Ajay is broken hearted. Should he throw in the towel and head back to his village or give the Services one last, single-minded purposeful shot? His good-for-nothing friend arrives in time to help him decide. In between all of this and perhaps to break the monotony of the self-righteous social messages that are being gawkily streamed, we are invited to watch Kavita's drunkard bumbling father being enticed by an unctuous young fellow who has his oily eyes set on her.

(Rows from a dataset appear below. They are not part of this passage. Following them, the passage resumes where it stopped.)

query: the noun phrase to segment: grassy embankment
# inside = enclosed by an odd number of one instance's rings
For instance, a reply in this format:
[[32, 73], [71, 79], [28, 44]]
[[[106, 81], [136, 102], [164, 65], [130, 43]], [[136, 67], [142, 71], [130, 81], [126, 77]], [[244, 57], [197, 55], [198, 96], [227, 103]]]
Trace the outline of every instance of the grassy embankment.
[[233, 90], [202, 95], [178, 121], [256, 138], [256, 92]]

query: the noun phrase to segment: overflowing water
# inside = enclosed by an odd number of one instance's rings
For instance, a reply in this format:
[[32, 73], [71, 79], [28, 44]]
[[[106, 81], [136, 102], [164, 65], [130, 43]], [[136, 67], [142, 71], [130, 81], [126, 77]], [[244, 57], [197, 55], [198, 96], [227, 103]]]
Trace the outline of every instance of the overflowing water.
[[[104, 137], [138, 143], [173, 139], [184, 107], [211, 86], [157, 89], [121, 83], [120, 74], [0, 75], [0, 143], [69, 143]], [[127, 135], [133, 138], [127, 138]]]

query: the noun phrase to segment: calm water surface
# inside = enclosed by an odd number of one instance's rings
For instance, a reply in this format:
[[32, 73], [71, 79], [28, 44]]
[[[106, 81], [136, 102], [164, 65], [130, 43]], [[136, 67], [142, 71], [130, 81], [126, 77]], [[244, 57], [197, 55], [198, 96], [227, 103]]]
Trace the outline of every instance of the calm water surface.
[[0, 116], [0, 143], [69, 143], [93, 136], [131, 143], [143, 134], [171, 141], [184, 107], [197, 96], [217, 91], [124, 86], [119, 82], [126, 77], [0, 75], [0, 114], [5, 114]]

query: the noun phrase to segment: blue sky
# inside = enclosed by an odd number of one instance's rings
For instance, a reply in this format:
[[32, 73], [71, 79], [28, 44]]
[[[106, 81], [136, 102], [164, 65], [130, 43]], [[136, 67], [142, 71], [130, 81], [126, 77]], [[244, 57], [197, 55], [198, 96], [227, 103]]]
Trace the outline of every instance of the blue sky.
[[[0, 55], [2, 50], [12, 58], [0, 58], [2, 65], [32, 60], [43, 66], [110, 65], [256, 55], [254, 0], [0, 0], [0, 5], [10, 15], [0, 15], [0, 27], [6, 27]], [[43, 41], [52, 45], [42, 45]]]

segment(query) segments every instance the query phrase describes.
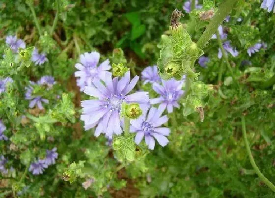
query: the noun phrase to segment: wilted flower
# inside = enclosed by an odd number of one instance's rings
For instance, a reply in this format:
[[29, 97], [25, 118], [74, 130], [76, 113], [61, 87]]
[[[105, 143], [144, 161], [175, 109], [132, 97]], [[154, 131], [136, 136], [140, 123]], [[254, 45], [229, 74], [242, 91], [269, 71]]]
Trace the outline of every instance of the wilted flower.
[[143, 69], [141, 72], [141, 79], [144, 81], [143, 84], [160, 82], [161, 77], [158, 72], [157, 65], [149, 66]]
[[[225, 51], [225, 53], [229, 52], [231, 54], [233, 57], [236, 57], [239, 54], [239, 52], [237, 51], [236, 48], [233, 49], [230, 45], [230, 42], [227, 41], [222, 44], [223, 49]], [[219, 52], [218, 53], [218, 57], [221, 58], [222, 57], [222, 53], [220, 48], [219, 48]]]
[[8, 173], [8, 170], [5, 168], [5, 165], [7, 162], [8, 160], [3, 155], [1, 155], [0, 157], [0, 171], [2, 174]]
[[152, 107], [147, 114], [147, 111], [143, 111], [143, 114], [137, 119], [131, 120], [130, 132], [137, 133], [135, 142], [139, 144], [145, 136], [145, 143], [149, 149], [155, 147], [155, 140], [162, 146], [166, 145], [169, 141], [165, 136], [169, 135], [170, 129], [167, 127], [160, 127], [167, 122], [167, 115], [162, 116], [164, 109]]
[[6, 44], [15, 53], [18, 53], [19, 48], [25, 49], [26, 43], [22, 39], [17, 39], [16, 36], [8, 36], [6, 37]]
[[0, 140], [8, 140], [8, 138], [4, 135], [4, 131], [6, 128], [2, 121], [0, 120]]
[[198, 59], [198, 63], [202, 67], [206, 67], [206, 64], [209, 62], [210, 59], [207, 57], [204, 56], [200, 57]]
[[179, 107], [177, 101], [184, 92], [182, 90], [183, 81], [171, 79], [168, 81], [162, 80], [162, 85], [157, 83], [153, 85], [153, 89], [161, 96], [151, 99], [150, 103], [160, 104], [161, 109], [164, 110], [167, 108], [168, 113], [170, 113], [173, 112], [173, 107]]
[[44, 76], [41, 77], [40, 80], [37, 81], [38, 85], [46, 85], [48, 87], [52, 87], [53, 85], [55, 84], [55, 78], [51, 76]]
[[0, 80], [0, 94], [3, 93], [6, 90], [6, 86], [7, 83], [12, 83], [13, 81], [10, 77], [7, 77], [4, 79]]
[[[200, 9], [202, 8], [202, 5], [198, 5], [198, 0], [196, 0], [196, 5], [195, 8], [196, 9]], [[183, 6], [183, 9], [185, 11], [185, 12], [189, 13], [191, 11], [191, 1], [189, 0], [184, 3]]]
[[75, 76], [80, 77], [77, 80], [77, 84], [81, 91], [84, 90], [85, 86], [92, 86], [95, 81], [105, 81], [107, 76], [111, 75], [108, 71], [111, 68], [108, 59], [97, 66], [100, 57], [100, 54], [96, 52], [86, 52], [80, 55], [81, 63], [77, 63], [75, 66], [80, 71], [75, 72]]
[[249, 57], [251, 57], [252, 54], [254, 54], [256, 52], [259, 52], [259, 50], [263, 47], [263, 44], [261, 43], [256, 43], [253, 46], [250, 47], [248, 49], [248, 54]]
[[85, 130], [97, 125], [95, 136], [98, 136], [105, 133], [108, 137], [113, 133], [117, 135], [122, 133], [120, 125], [120, 114], [122, 102], [137, 103], [143, 106], [148, 105], [148, 93], [139, 91], [127, 94], [133, 89], [139, 77], [137, 76], [130, 82], [130, 73], [128, 71], [125, 76], [119, 80], [118, 77], [111, 79], [107, 76], [105, 81], [106, 85], [100, 81], [94, 81], [95, 87], [85, 87], [84, 92], [97, 99], [82, 101], [83, 114], [81, 119], [84, 121]]
[[32, 85], [35, 85], [35, 83], [30, 81], [30, 85], [28, 86], [25, 87], [25, 89], [27, 90], [25, 93], [25, 98], [27, 100], [30, 100], [30, 103], [28, 105], [28, 107], [30, 108], [33, 108], [35, 105], [37, 105], [37, 107], [39, 109], [42, 110], [44, 109], [42, 102], [43, 102], [45, 103], [49, 103], [49, 100], [42, 98], [41, 96], [33, 95], [32, 92], [33, 91], [33, 87], [31, 86]]
[[41, 65], [45, 62], [48, 61], [48, 58], [46, 57], [46, 54], [38, 53], [38, 50], [35, 48], [32, 52], [31, 56], [31, 61], [36, 65]]
[[37, 162], [30, 164], [28, 171], [34, 175], [40, 174], [43, 173], [45, 169], [47, 168], [48, 166], [44, 163], [44, 160], [39, 159]]
[[[218, 30], [219, 31], [219, 33], [220, 34], [220, 36], [221, 40], [225, 40], [227, 38], [227, 34], [224, 33], [223, 31], [223, 29], [222, 28], [222, 26], [220, 26], [218, 28]], [[211, 37], [212, 39], [217, 39], [217, 35], [213, 34], [212, 37]]]
[[275, 7], [274, 7], [275, 3], [275, 0], [264, 0], [261, 4], [261, 8], [267, 10], [268, 12], [271, 12], [273, 9], [273, 12], [275, 13]]
[[54, 147], [52, 150], [46, 151], [46, 158], [44, 160], [44, 163], [47, 165], [51, 165], [55, 164], [55, 159], [57, 159], [58, 154], [56, 152], [56, 147]]

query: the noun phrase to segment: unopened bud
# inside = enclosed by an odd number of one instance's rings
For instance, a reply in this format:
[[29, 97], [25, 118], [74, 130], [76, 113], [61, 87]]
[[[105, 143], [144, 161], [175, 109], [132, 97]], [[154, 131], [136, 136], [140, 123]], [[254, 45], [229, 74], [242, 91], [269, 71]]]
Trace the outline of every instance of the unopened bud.
[[122, 77], [124, 76], [126, 73], [128, 72], [130, 69], [124, 66], [123, 63], [119, 63], [117, 64], [112, 63], [112, 73], [113, 76]]

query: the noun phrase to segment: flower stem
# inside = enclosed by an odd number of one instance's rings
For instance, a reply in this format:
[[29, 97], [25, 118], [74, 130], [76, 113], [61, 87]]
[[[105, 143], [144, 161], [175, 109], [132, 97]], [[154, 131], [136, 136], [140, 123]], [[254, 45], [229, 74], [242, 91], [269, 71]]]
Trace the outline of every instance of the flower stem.
[[124, 136], [130, 136], [130, 118], [124, 117]]
[[32, 14], [32, 16], [33, 17], [33, 19], [34, 20], [34, 23], [35, 23], [35, 26], [36, 26], [36, 28], [38, 30], [38, 33], [39, 33], [39, 36], [42, 36], [42, 32], [41, 31], [41, 28], [40, 28], [40, 26], [39, 25], [39, 23], [38, 22], [38, 20], [37, 17], [36, 17], [36, 15], [35, 14], [35, 12], [34, 11], [34, 8], [33, 8], [33, 5], [31, 3], [28, 4], [29, 8], [30, 8], [30, 10], [31, 11], [31, 14]]
[[218, 29], [219, 26], [229, 14], [237, 1], [238, 0], [226, 0], [220, 4], [219, 10], [217, 13], [215, 13], [212, 20], [207, 26], [206, 29], [198, 39], [197, 42], [198, 48], [203, 49], [205, 47], [207, 42]]
[[248, 155], [248, 157], [249, 158], [250, 163], [252, 165], [252, 167], [255, 170], [255, 171], [259, 176], [259, 177], [261, 180], [267, 185], [273, 192], [275, 192], [275, 186], [271, 183], [269, 180], [264, 176], [264, 175], [261, 172], [260, 170], [256, 165], [254, 158], [252, 155], [251, 150], [250, 149], [250, 147], [248, 143], [248, 137], [247, 136], [247, 130], [246, 128], [246, 120], [244, 116], [242, 116], [242, 129], [243, 131], [243, 136], [244, 137], [244, 139], [245, 140], [245, 143], [246, 144], [246, 148], [247, 149], [247, 151]]
[[233, 80], [234, 82], [237, 84], [239, 88], [240, 88], [240, 85], [239, 85], [239, 83], [236, 80], [236, 78], [235, 77], [235, 75], [234, 75], [234, 73], [233, 72], [233, 70], [232, 69], [231, 66], [230, 65], [230, 63], [229, 63], [229, 61], [228, 61], [228, 59], [227, 58], [227, 55], [223, 48], [223, 46], [222, 46], [222, 43], [221, 43], [221, 39], [220, 39], [220, 33], [219, 33], [219, 31], [217, 30], [216, 31], [216, 35], [217, 35], [217, 39], [218, 40], [218, 43], [219, 44], [219, 46], [220, 48], [220, 50], [221, 51], [221, 54], [222, 54], [222, 58], [223, 59], [225, 60], [225, 63], [226, 63], [226, 66], [227, 66], [227, 68], [230, 74], [232, 76]]
[[57, 24], [57, 21], [58, 20], [58, 15], [60, 12], [60, 0], [56, 0], [56, 4], [57, 9], [56, 10], [56, 13], [55, 13], [55, 19], [54, 20], [54, 23], [53, 23], [53, 26], [52, 26], [52, 28], [51, 29], [50, 34], [52, 35], [55, 31], [55, 29]]

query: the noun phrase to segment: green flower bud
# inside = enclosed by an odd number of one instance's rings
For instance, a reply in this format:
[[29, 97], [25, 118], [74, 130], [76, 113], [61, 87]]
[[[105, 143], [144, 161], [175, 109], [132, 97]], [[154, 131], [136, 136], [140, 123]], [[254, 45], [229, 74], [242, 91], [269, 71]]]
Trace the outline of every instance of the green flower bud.
[[128, 67], [124, 66], [122, 63], [117, 64], [113, 63], [112, 64], [112, 73], [114, 76], [123, 76], [129, 69]]
[[176, 62], [170, 62], [165, 67], [166, 73], [170, 77], [174, 76], [180, 70], [180, 65]]
[[130, 119], [137, 119], [142, 114], [142, 110], [138, 103], [132, 103], [125, 106], [125, 114]]

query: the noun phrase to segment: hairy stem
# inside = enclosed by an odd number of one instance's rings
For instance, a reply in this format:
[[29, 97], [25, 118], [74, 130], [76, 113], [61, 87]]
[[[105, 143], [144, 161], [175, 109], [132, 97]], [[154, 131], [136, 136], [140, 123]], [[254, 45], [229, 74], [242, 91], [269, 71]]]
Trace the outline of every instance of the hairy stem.
[[36, 14], [35, 14], [35, 12], [34, 11], [34, 8], [33, 8], [33, 5], [31, 3], [28, 4], [28, 6], [30, 8], [30, 10], [31, 11], [31, 14], [32, 14], [32, 16], [33, 17], [33, 20], [34, 20], [34, 23], [35, 23], [35, 26], [36, 26], [36, 28], [38, 30], [38, 33], [39, 33], [39, 36], [42, 36], [42, 32], [41, 31], [41, 28], [40, 28], [40, 25], [39, 25], [39, 23], [38, 22], [38, 19], [36, 17]]
[[57, 4], [57, 10], [56, 13], [55, 13], [55, 19], [54, 20], [54, 23], [53, 23], [53, 26], [52, 26], [52, 28], [51, 29], [51, 32], [50, 34], [52, 35], [54, 33], [55, 31], [55, 27], [56, 26], [56, 24], [57, 24], [57, 21], [58, 20], [58, 15], [60, 12], [60, 0], [56, 0], [56, 4]]
[[222, 43], [221, 43], [221, 39], [220, 39], [220, 33], [219, 33], [219, 31], [217, 30], [216, 34], [217, 35], [217, 39], [218, 40], [219, 46], [220, 47], [220, 50], [221, 51], [221, 54], [222, 54], [222, 58], [225, 60], [226, 66], [227, 67], [227, 69], [228, 69], [228, 70], [229, 70], [229, 72], [230, 72], [230, 74], [232, 76], [233, 80], [237, 84], [239, 88], [240, 88], [240, 85], [239, 85], [239, 83], [238, 82], [237, 80], [236, 80], [236, 78], [235, 77], [235, 75], [234, 75], [234, 73], [233, 72], [233, 70], [232, 69], [231, 66], [230, 65], [230, 63], [229, 63], [229, 61], [228, 61], [228, 59], [227, 58], [227, 54], [225, 52], [225, 51], [223, 48], [223, 46], [222, 46]]
[[198, 39], [197, 47], [203, 49], [212, 35], [215, 33], [223, 20], [231, 12], [238, 0], [226, 0], [220, 4], [219, 10], [207, 26], [206, 29]]
[[248, 143], [248, 137], [247, 136], [247, 130], [246, 128], [246, 120], [244, 116], [242, 116], [242, 129], [243, 131], [243, 136], [244, 137], [244, 140], [245, 140], [245, 143], [246, 144], [246, 148], [247, 149], [247, 151], [250, 160], [250, 163], [255, 170], [255, 171], [259, 176], [259, 177], [261, 180], [267, 185], [273, 192], [275, 192], [275, 186], [271, 183], [269, 180], [264, 176], [264, 175], [261, 172], [260, 170], [256, 165], [254, 158], [252, 155], [251, 150], [250, 149], [250, 146]]
[[130, 136], [130, 118], [124, 117], [124, 136]]

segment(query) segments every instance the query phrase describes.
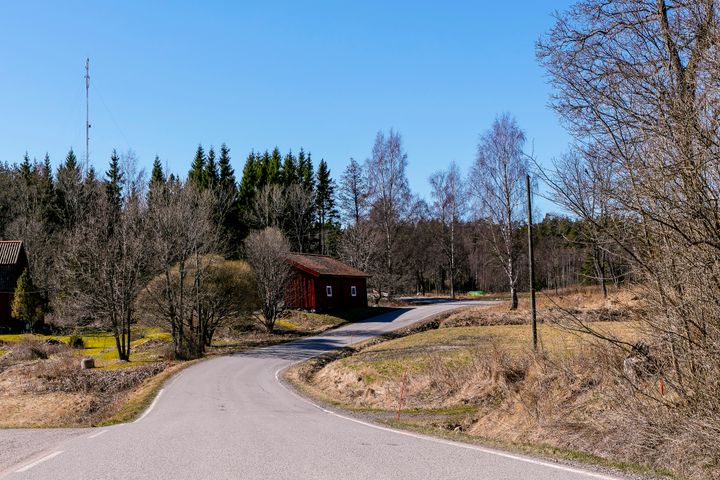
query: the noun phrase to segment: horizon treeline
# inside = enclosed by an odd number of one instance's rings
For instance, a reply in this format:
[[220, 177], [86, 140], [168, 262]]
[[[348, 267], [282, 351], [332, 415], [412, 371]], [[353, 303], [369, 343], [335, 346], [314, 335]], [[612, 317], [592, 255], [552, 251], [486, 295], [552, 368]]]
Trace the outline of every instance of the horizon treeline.
[[[0, 165], [0, 237], [25, 242], [34, 288], [55, 316], [62, 309], [54, 299], [68, 298], [58, 283], [57, 272], [67, 266], [63, 255], [80, 225], [97, 213], [100, 191], [121, 210], [133, 199], [143, 211], [168, 192], [207, 194], [215, 230], [206, 253], [242, 259], [250, 231], [276, 227], [293, 251], [335, 256], [370, 273], [376, 300], [477, 290], [516, 295], [529, 285], [527, 225], [518, 200], [529, 170], [525, 137], [509, 115], [498, 117], [488, 135], [509, 142], [514, 154], [493, 157], [488, 140], [465, 176], [451, 164], [428, 179], [428, 201], [410, 191], [407, 154], [393, 130], [378, 132], [368, 158], [350, 159], [339, 176], [303, 148], [251, 151], [239, 177], [225, 144], [217, 151], [198, 145], [184, 178], [166, 171], [157, 156], [148, 177], [132, 151], [113, 151], [101, 175], [94, 168], [83, 172], [72, 150], [54, 171], [47, 156], [38, 162], [26, 154], [19, 164]], [[509, 216], [501, 214], [503, 205], [487, 201], [497, 192], [480, 181], [508, 171], [498, 162], [514, 169], [505, 179], [513, 185]], [[534, 227], [538, 288], [598, 283], [605, 289], [626, 280], [627, 266], [606, 255], [591, 230], [587, 220], [558, 215]]]

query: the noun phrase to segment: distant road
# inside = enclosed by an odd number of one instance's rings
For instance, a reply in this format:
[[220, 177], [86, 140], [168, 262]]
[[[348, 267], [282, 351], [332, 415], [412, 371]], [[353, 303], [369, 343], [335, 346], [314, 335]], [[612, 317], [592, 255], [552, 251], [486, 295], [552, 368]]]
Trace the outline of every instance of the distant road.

The narrative is set in a flash-back format where Ajay, the young ISA officer recounts his journey in creating social and economic standing for himself. By the end of it, he has shown his detractors good and proper. But what about Kavita, his love who left him? This matter still remains unresolved and just as a good family movie has to wrap up all open ends, here too, the good interviewer plays cupid on national TV and all's well that ends well.

BAAT NIKLEGI TOH could have done with some focused direction without erupting into fits and starts on the social issues interspersed with the life and times of Ajay Mishra. This production, more likely, recalls the amateur dramas that got enacted in MIG housing societies, long before the day and the age of the Internet.

*Anil D'Souza enjoys commenting on drama and its versatility in mirroring our lives.